About 12 different individuals either emailed, tweeted or otherwise prodded me towards an article on Mumbrella yesterday, so I figured it must be of interest.
The article entitled 'Traditional agencies are driving away their digital superstars with their old ways' is an argument from digital agency strategist Daniel Monheit around how Australia’s 'creative' (ie big advertising shops) agencies will never be able to keep digital talent.
Here's his nub.
'...[digital talent] don’t last six months in traditional agencies. They suffocate, or are crushed under the weight of endless banner campaigns and microsite rollouts based on print ads. Their brilliance, ingenuity and ambition goes unnoticed in the opulent shrines dedicated to 30 second spots, catchy jingles and 10% commissions.'
Despite notionally agreeing with much of his schtick I'm compelled to say that I still feel that the 'brand' agencies are best placed to be doing the great digitally driven work, should they choose to take the opportunity.

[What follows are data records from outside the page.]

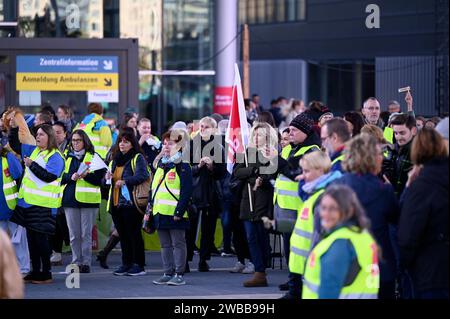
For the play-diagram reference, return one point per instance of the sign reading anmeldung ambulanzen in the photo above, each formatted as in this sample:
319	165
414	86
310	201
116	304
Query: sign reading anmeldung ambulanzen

At the moment they still have the budgets, the weight in terms of resource and the brand nous.
The issue is that many 'digital' agencies have is a 'tactical' focus rather than a 'strategic'.
The brand agencies have the instinct to think at a higher level.

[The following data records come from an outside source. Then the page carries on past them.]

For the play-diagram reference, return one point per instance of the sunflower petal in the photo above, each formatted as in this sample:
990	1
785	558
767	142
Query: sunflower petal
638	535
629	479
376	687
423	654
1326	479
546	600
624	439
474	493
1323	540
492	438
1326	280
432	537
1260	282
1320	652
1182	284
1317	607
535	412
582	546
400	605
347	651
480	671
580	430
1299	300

It's all there for the taking for the big agencies but yes, I agree that there is the problem of mindset.
It's no use cramming digital talent in at the bottom of the pile, the change has to happen at the very top.
As an example, the recent restructure at JWT North America (the oldest ad agency in the world, remember) that saw Jeff Benjamin, the ex-Crispin Porter + Bogusky interactive creative director join as Chief Creative Officer, and Mike Geiger, formerly chief digital officer at Goodby, Silverstein & Partners, has been named as President, Chief Integration officer, JWT North America.
So it is happening.
For the rest of us, yes there is the temptation to feel undervalued or undermined, but we have a mindset issue too.

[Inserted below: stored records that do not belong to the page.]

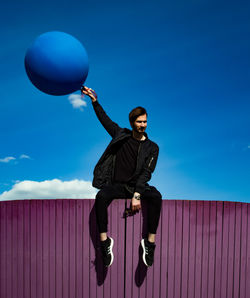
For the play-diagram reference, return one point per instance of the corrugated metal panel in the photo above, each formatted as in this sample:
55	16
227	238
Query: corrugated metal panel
50	248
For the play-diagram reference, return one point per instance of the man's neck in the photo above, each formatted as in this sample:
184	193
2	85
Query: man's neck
138	136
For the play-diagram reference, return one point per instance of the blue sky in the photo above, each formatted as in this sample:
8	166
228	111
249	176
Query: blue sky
186	62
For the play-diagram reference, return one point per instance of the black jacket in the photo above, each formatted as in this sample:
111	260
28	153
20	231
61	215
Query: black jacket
146	160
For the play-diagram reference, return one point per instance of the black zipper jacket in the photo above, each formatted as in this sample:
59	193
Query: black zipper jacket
146	160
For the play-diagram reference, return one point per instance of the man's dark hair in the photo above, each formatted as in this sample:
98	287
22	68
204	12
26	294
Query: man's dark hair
136	112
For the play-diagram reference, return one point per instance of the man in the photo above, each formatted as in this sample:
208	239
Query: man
123	172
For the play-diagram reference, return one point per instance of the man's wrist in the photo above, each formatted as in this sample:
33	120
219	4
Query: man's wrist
137	196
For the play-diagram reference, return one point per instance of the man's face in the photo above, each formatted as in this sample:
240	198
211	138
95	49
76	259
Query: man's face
140	124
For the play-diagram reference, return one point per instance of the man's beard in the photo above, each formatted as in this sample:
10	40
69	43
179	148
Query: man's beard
139	130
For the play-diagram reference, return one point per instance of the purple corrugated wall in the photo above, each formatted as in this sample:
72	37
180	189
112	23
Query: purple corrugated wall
50	248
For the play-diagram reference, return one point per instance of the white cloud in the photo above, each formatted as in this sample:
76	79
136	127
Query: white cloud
77	101
24	156
7	159
50	189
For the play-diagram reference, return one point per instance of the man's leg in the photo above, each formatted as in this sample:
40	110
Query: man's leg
103	199
154	202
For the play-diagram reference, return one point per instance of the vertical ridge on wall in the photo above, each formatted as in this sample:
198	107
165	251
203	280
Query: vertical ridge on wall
50	248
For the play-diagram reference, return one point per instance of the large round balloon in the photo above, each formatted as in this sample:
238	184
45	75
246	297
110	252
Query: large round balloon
57	63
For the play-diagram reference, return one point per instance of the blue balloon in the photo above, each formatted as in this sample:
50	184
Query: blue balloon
57	63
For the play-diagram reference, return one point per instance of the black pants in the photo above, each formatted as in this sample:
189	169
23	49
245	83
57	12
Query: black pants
110	192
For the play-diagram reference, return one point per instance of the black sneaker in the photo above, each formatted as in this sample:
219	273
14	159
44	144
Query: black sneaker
107	253
148	252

Here's an excerpt from a piece I wrote in July last year, In The Ghetto, which seems strangely relevant to this conversation.
My irk is that 'the digital' is invariably 'other'.
By labelling it digital it's somehow SEPARATE from 'proper' planning or 'proper' creative.
It becomes secondary by it's otherness.
It's down the totem pole.
It's the little brother or sister.
The add-on after the real stuff.
'...Lets get the basics right first then do some social...'
This is not a pop at the traditionalists per se.
It's the digitalists that are as much the problem, by revelling in their otherness.
My fellow digerati, honestly, until we figure this out we'll always be in the ghetto.